In our simple RAG feature we retrieved the Top 10 results. In my retrieval quality testing, this netted us solid retrieval benchmarks for the types of documents we’re searching (information security compliance documents), including an 80% hit rate.
Dense embeddings vector search - Top 10
Top K | Hit Rate | MRR | Precision | Recall | AP | NDCG |
10 | 80.6% | .464 | .081 | .81 | .46 | .55 |
Modern LLMs have no trouble quickly reading and digesting 10 500-word chunks. But humans do! We found our users did not engage with the citation feature because there was too much cognitive load. One of the main reasons why is that 10 citations is hard to read, digest, and keep in your head at once. It’s also a lot of work, and when your feature is trying to improve the user’s productivity then you need to streamline the task. It must be faster and easier than opening the source document directly.

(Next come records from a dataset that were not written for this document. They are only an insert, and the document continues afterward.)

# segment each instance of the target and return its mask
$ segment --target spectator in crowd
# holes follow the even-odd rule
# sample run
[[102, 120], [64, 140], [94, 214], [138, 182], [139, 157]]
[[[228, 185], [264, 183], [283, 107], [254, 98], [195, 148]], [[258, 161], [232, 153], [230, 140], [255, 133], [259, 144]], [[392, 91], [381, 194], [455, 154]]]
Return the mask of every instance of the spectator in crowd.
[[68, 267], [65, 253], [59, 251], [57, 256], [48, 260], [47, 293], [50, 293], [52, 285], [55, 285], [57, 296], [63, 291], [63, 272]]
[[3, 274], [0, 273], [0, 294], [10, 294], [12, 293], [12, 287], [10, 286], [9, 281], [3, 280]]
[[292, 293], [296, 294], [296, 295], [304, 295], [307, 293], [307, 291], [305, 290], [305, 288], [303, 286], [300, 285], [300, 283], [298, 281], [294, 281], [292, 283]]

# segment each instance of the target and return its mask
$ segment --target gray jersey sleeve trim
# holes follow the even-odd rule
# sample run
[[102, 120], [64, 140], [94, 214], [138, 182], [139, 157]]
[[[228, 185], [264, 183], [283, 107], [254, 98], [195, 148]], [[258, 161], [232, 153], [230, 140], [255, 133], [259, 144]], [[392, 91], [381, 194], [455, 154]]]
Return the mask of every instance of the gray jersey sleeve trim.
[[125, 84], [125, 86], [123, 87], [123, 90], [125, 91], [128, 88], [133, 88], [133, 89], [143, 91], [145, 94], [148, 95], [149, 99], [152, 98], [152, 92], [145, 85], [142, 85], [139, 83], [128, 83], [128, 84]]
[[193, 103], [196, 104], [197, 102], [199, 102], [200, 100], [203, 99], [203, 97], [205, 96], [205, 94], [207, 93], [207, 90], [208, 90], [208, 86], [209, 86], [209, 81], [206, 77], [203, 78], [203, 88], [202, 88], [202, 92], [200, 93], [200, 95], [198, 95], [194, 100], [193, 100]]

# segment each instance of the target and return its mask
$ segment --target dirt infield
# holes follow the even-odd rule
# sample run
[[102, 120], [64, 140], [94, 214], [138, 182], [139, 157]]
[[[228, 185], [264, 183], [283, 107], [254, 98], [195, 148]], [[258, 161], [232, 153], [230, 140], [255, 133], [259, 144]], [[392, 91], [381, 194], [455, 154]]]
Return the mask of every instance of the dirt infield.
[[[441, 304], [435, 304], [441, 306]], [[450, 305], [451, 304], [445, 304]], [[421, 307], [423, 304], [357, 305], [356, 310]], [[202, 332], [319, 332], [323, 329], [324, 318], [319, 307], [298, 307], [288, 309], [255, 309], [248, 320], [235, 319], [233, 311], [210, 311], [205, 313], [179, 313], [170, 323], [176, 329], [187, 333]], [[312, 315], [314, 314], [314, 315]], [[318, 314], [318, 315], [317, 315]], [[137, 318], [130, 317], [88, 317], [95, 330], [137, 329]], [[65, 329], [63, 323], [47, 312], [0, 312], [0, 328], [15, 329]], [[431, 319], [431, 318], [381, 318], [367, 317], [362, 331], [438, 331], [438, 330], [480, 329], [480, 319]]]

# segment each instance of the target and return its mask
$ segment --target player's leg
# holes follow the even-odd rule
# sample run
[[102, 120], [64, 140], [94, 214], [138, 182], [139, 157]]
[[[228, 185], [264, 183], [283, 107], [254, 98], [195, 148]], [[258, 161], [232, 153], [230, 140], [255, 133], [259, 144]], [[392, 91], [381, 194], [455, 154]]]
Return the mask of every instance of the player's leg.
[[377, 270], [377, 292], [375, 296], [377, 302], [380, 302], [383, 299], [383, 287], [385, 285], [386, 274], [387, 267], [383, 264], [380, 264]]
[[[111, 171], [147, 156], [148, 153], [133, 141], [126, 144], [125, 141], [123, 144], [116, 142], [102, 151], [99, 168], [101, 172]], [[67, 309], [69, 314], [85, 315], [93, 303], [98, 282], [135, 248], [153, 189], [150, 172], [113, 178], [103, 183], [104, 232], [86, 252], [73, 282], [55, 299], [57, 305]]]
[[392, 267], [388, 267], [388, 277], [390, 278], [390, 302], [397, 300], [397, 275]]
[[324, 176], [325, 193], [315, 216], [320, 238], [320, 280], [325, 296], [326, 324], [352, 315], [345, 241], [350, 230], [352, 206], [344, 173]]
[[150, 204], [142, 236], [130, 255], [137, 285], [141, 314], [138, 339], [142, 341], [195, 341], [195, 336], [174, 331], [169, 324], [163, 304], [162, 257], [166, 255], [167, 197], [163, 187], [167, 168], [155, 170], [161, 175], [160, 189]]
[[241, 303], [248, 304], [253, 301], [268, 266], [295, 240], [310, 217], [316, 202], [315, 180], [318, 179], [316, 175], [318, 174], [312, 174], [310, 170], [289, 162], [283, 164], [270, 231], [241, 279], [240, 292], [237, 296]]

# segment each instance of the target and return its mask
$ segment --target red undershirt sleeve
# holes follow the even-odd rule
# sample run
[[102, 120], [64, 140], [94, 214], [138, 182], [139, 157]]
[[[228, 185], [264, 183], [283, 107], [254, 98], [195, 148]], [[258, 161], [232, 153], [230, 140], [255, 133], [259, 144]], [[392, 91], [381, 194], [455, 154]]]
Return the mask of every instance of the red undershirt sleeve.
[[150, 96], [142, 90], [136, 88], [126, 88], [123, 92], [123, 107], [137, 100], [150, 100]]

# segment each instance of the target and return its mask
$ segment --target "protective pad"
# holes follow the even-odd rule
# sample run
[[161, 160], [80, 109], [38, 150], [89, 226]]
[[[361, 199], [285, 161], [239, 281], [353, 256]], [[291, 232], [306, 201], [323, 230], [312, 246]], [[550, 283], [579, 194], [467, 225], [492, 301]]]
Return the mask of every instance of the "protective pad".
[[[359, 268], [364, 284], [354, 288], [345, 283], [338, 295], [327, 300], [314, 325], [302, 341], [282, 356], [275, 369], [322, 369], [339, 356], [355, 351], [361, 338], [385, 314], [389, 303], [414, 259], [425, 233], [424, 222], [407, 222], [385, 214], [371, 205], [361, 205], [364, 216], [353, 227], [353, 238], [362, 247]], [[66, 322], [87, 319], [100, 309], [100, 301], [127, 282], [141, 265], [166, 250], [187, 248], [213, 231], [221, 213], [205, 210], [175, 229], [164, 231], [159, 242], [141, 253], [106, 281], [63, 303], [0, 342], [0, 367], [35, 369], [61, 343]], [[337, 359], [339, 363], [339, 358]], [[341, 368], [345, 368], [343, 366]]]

For our next-gen version, we dial back the cognitive load and only show the user 3 shorter citations. This makes it a lot easier to accomplish the task, and quickly. We had one problem though--plain vector search wasn’t good enough! Our metrics dropped to an unacceptably low 58% hit rate at Top 3.
Dense embeddings vector search - Top 3
Top K | Hit Rate | MRR | Precision | Recall | AP | NDCG |
3 | 58% | .44 | .013 | .67 | .44 | .50 |
And here’s where Rerankers come back in. With nothing else changed, using the same test documents, simply adding Cohere’s Reranker 3.5 via AWS Bedrock resulted in an absolutely massive jump in performance. Our hit rate went up 32 points to 90%, and our NDCG went up nearly 35 points to .82.
25 embeddings reranked with Cohere Reranker v3.5 - Top 3
Top N | Hit Rate | MRR | Precision | Recall | AP | NDCG |
3 | 91% | .79 | .30 | .91 | .79 | .82 |
Bottom line: without the Reranker, our retrieval (and therefore accuracy) wouldn’t be good enough to enable our improved user experience.
Take a closer look at your RAG chatbot or Agentic AI system and you might find the same!